The Boat to Redemption, by Su Tong

issue 16 January 2010

It’s lovely to be the child of a Chinese Revolutionary Martyr. It means your parent died especially heroically for the Communist cause. I had a friend who was such a son; his father, a high-ranking Chiang Kaishek army officer, came over to the Maoist cause and died fighting for it against his former comrades. The big thing for the son was that he had access to his dang-an, the official dossier containing the personal and political details of individual Chinese, which is closely guarded by the security apparatus. Few ever see their dang-an — which can make or break your career — but my friend could add favourable facts to his and excise damning ones.

It follows that it is a very bad thing to be accused of not being the genuine son or the grandson of a RM, especially if you once enjoyed many good things, including career advantages and public esteem on the strength of such a pedigree. It makes no difference if you believed you were genuine.

Such are the fates in The Boat to Redemption of Ku Wenxuan, the son of the woman martyr Deng Shaoxiang, and of her grandson Ku Dongliang. A secret courier for the Communist side during the civil war before Mao’s victory in 1949, Deng was hanged by the enemy, leaving behind, it was always stated, a baby son with a fish birthmark on his backside.

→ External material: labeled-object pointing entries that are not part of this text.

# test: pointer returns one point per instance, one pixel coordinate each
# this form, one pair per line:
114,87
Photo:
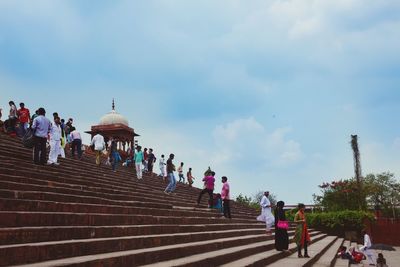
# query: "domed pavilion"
115,126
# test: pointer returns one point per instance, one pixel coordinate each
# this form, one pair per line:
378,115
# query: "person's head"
364,232
41,111
301,206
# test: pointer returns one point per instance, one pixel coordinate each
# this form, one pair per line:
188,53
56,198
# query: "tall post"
357,168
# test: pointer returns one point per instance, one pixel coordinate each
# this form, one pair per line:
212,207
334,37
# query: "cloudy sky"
265,92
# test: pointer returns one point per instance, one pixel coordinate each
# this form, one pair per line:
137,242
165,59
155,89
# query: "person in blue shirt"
41,125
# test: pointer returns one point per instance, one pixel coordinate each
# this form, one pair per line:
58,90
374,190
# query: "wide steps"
34,252
315,250
329,257
80,214
17,235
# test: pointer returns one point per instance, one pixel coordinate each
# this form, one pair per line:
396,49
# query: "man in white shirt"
163,167
99,145
266,214
366,249
41,125
55,141
76,140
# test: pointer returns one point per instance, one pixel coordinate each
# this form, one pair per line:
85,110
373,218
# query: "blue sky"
265,92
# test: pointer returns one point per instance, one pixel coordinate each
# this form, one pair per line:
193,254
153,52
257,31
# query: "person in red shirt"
208,188
225,197
23,116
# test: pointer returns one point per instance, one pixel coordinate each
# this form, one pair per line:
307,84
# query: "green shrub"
337,222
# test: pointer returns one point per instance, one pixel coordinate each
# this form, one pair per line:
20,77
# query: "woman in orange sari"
301,236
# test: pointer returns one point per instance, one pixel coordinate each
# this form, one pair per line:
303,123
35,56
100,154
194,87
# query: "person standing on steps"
301,236
150,161
281,235
24,116
266,214
180,173
369,254
41,126
209,182
225,197
76,140
170,173
114,155
163,167
138,158
190,177
55,142
99,145
145,156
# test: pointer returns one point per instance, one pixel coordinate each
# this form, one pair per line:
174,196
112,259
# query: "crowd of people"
61,137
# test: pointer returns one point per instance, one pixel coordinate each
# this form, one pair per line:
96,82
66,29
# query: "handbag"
28,140
283,225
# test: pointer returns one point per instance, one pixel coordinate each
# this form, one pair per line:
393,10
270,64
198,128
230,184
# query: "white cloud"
396,144
247,141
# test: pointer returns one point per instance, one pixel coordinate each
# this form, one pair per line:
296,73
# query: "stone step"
138,208
36,252
328,259
315,250
265,258
224,256
77,187
152,255
29,152
18,235
23,219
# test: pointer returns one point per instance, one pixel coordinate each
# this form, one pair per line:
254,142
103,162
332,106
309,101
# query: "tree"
339,195
254,202
383,192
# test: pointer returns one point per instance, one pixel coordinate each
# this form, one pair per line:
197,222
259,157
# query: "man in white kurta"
369,254
266,214
99,146
55,142
163,167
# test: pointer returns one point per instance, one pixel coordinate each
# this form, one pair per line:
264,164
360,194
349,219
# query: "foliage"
383,192
377,191
335,222
254,202
340,195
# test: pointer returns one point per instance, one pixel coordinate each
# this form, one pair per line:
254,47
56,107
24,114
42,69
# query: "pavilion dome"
113,117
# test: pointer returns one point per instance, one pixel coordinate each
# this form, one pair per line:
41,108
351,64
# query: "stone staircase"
79,214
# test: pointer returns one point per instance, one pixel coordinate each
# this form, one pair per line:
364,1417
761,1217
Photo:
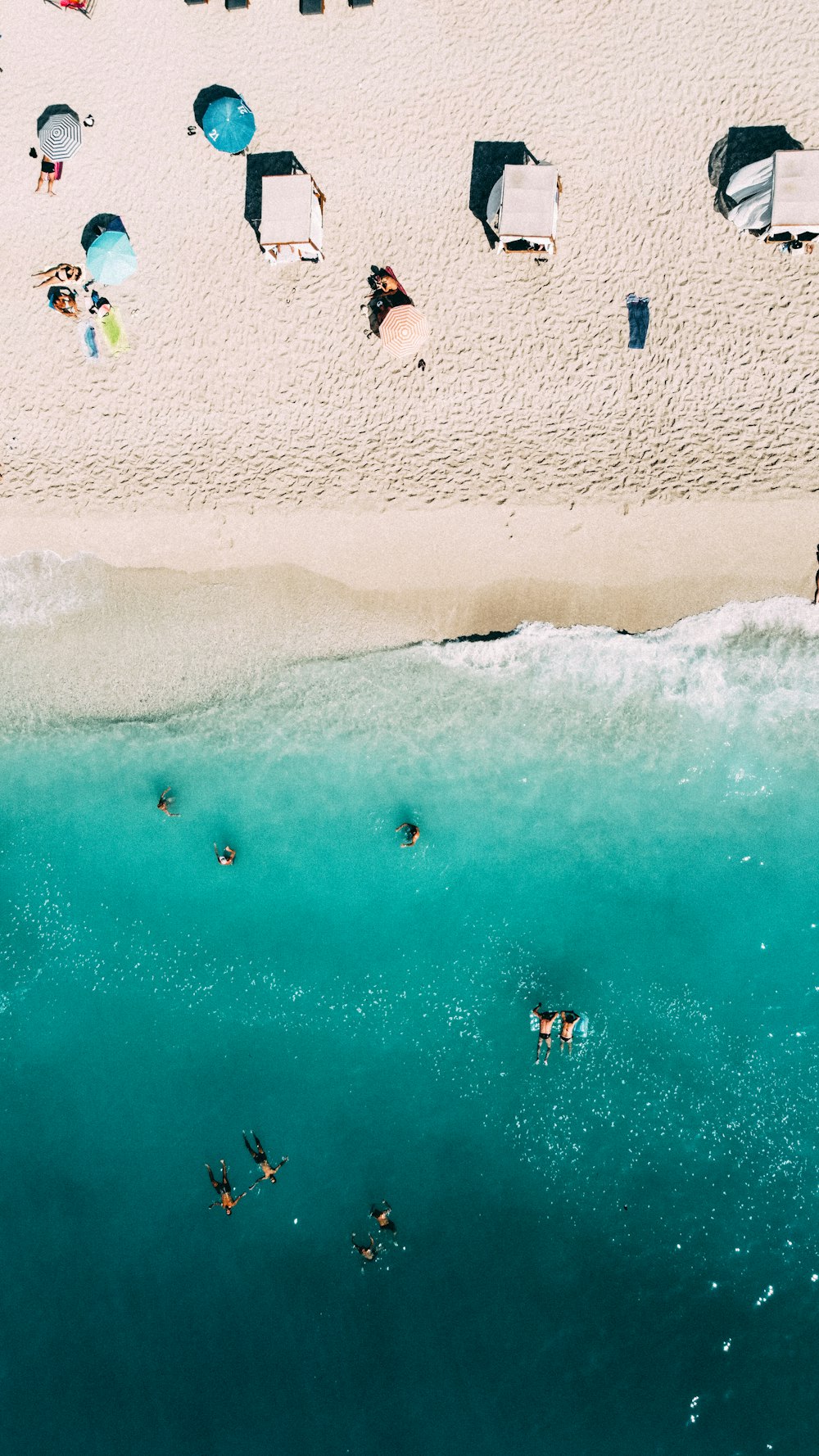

When baby Ku grew up, famed for his lineage and his birthmark, he became a big shot in Milltown, a smallish place on a river. But doubts grew about his authenticity, which he himself had never questioned; after many other boys and men flaunted similar birthmarks he was disgraced. He spent the rest of his life working on a river barge with his similarly disgraced son, but never stopped sending letters to officials begging for reinstatement as a RM.